In my current setup I use an RPi3 as a TimeMachine backup-server and our flats sharing server. Additionally I use it as a AirPlay receiver using shairplay-sync rather than the outdated shairplay plugin. Due to it's location the RPi is connected via WiFi.
What I'm struggling to achieve now, is bridging it's ethernet-port to a network printer.
After I first tried to simply rely on USB printing I was not to satisfied with the available driver options and rather wanted to use the printers native OS drivers. Therefor I connected the printer via it's ethernet port to my OMV box and setup an DHCP server. While this setup works okay-ish broadcasting the printer via smb sharing and thus having rather good OS support, the printer website still cannot be accessed even though ion forwarding is enabled in the kernel. While the website is already advertised across the subnets using Avahi (Bonjour) via mDNS-multicast it's not accessible from my local wifi. Also this appears to somehow overkill as I only want to connect one device to my local wifi and running a DHCP server therefor seems excessive.
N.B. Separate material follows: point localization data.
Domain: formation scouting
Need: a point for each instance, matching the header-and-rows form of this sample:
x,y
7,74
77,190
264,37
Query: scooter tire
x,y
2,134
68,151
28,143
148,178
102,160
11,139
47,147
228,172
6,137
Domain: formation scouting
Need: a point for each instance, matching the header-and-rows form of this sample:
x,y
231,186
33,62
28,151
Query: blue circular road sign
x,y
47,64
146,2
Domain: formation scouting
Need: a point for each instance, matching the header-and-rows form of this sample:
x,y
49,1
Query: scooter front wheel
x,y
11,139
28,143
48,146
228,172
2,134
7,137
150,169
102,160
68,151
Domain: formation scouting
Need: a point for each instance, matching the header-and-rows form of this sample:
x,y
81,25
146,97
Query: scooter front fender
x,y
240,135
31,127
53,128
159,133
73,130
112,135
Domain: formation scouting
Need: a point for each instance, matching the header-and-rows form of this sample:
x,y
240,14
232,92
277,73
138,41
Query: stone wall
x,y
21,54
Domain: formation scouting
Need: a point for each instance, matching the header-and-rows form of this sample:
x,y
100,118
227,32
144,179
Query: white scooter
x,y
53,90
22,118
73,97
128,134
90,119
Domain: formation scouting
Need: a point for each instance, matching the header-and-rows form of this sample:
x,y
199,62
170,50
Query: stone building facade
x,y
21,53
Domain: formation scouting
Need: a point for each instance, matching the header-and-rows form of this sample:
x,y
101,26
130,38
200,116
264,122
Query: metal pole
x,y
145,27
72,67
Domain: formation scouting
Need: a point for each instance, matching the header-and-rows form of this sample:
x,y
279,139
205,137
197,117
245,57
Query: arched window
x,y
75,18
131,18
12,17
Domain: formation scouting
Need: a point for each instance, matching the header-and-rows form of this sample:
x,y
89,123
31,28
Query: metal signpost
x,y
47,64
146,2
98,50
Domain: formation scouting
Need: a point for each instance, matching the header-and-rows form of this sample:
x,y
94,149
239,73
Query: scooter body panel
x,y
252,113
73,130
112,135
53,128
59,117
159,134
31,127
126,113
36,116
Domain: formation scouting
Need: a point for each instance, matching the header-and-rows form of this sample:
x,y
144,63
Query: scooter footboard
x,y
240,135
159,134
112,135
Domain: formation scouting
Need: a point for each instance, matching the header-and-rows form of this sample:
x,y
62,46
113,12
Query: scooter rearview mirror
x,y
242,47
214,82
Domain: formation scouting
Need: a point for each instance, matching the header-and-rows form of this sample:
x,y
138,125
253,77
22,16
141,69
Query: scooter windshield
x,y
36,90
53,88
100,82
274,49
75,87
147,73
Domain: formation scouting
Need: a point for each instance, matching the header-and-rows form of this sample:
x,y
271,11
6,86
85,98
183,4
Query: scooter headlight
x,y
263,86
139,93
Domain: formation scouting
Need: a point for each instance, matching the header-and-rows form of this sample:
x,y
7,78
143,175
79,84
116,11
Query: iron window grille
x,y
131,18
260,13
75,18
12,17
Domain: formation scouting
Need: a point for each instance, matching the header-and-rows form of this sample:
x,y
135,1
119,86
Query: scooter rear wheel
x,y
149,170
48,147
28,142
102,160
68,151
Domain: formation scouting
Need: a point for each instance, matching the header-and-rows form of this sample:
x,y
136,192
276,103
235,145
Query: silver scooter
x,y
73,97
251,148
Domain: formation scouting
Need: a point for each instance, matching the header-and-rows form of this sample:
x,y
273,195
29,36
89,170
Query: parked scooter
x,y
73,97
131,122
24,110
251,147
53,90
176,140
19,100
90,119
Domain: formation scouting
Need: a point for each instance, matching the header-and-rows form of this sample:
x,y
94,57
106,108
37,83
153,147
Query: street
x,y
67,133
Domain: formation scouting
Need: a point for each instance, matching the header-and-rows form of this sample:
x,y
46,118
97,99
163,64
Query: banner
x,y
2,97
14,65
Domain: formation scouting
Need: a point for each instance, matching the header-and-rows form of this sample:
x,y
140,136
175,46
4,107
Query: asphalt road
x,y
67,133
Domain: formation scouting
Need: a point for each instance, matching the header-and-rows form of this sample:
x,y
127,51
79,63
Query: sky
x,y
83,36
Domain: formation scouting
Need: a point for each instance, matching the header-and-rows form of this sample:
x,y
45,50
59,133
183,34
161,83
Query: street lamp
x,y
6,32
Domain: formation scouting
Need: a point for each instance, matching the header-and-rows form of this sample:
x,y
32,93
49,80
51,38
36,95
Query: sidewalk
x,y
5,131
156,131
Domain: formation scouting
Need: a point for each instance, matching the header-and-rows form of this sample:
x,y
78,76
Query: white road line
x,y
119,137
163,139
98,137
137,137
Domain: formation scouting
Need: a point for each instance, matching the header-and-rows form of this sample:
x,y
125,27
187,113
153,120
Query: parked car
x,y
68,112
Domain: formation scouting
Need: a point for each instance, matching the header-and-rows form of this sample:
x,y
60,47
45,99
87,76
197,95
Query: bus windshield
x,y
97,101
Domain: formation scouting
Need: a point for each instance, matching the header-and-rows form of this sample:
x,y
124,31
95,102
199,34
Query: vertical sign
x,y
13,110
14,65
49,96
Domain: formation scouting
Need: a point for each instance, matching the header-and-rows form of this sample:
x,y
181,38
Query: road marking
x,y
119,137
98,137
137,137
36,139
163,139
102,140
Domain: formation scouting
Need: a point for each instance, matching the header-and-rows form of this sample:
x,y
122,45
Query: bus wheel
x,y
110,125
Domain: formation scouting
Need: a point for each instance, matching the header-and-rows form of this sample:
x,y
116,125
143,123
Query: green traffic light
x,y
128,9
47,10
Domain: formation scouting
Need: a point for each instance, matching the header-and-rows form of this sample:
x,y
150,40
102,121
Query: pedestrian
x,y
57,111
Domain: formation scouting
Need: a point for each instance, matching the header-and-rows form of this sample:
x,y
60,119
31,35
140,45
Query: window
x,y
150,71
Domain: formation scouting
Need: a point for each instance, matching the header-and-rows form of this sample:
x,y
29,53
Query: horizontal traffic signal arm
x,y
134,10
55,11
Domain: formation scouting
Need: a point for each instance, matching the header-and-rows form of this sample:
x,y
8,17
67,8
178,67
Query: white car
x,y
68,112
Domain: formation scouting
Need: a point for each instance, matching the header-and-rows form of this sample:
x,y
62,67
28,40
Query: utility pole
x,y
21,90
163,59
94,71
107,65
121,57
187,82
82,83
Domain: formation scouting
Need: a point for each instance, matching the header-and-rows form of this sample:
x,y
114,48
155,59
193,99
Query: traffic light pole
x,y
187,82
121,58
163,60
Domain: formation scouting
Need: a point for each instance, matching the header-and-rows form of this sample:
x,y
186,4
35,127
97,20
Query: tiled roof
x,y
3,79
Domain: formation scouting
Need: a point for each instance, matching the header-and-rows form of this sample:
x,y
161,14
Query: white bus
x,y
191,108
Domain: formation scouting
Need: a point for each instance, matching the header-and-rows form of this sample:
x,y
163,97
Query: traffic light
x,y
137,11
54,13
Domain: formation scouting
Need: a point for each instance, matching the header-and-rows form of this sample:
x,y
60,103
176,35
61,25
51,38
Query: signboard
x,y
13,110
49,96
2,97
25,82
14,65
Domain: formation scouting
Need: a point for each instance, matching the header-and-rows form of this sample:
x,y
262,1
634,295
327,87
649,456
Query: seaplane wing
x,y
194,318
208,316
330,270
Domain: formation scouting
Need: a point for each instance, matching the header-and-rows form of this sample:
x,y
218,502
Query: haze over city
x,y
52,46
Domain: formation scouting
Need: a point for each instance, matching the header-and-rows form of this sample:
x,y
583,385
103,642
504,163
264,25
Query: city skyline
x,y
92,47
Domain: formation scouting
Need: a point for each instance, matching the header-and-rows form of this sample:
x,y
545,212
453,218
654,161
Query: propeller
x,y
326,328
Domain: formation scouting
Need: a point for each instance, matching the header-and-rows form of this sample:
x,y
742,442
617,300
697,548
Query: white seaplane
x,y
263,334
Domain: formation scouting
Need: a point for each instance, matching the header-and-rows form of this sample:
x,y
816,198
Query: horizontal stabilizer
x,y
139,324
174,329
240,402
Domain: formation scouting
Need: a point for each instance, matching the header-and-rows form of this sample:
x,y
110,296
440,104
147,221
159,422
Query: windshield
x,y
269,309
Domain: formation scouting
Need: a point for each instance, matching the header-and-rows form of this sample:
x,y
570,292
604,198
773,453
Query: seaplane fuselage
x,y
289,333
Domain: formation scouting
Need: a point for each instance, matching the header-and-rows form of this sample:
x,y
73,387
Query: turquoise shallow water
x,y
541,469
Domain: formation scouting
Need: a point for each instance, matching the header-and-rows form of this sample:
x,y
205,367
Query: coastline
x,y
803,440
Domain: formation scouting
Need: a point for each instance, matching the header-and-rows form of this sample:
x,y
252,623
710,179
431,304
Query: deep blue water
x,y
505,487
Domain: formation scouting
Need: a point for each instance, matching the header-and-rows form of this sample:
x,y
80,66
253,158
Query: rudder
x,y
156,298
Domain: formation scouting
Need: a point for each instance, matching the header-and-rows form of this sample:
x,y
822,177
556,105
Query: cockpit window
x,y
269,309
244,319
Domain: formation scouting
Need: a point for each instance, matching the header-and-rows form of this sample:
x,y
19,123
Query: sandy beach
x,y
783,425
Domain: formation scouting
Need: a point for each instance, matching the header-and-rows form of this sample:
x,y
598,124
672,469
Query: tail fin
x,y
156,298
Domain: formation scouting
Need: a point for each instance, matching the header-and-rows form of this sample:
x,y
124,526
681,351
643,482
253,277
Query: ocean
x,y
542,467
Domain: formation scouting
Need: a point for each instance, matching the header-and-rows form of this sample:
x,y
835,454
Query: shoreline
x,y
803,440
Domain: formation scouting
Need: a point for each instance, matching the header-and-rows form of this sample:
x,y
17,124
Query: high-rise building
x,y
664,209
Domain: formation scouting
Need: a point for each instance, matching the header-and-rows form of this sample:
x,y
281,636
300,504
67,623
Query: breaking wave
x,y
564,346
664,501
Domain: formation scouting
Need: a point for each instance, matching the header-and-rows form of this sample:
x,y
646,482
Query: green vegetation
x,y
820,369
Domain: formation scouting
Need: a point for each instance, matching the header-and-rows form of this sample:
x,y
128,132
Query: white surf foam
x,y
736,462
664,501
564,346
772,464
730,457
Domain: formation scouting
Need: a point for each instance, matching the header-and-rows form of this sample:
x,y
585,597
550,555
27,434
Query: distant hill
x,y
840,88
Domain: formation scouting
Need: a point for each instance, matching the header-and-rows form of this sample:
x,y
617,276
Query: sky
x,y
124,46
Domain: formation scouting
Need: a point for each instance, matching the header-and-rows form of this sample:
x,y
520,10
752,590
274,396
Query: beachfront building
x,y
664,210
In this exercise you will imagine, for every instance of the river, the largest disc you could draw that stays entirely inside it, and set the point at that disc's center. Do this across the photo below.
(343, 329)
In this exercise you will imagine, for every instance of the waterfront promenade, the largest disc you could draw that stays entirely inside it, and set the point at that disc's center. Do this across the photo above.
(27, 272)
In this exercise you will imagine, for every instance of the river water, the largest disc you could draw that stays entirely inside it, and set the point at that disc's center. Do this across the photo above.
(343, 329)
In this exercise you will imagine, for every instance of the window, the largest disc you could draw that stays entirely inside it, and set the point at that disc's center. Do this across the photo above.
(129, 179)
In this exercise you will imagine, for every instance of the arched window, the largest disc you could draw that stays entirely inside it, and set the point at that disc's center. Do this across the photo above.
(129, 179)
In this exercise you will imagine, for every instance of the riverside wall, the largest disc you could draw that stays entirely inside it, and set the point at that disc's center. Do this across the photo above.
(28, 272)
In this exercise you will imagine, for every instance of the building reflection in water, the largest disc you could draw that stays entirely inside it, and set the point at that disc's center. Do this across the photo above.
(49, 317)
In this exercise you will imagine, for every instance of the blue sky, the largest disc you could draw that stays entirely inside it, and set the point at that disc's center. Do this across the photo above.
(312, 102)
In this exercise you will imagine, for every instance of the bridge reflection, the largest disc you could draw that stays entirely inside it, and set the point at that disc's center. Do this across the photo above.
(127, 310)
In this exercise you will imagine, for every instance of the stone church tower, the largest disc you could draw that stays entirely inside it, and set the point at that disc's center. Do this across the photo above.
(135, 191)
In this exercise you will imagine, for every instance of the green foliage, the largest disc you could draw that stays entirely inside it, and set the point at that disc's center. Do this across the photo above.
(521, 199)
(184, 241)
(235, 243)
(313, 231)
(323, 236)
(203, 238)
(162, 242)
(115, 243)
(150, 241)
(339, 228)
The functionality I basically try to achieve is the one of a wifi repeater featuring an ethernet port to connect non wifi devices to the wireless network. (Without the wifi repeating in this case, of course.) This would also circumvent the need to run a CUPS server on my OMV box altogether reducing it's overall load.
I've experimenting with iptables but never achieved what I wanted. If searched the web and followed some guides and this way I archived the current implementation using DHCP but couldn't find anything working the way I actually want. So any help or maybe even some kind of guide would be welcome. If there are alternative implementation suggestions I'd be delighted to hear them, too.
While I'm not a "Linux-guy" if feel comfortable in the command line environment and don't mind running whatever command (apart from r*m -rf /) (in this case via SSH from my MacBook).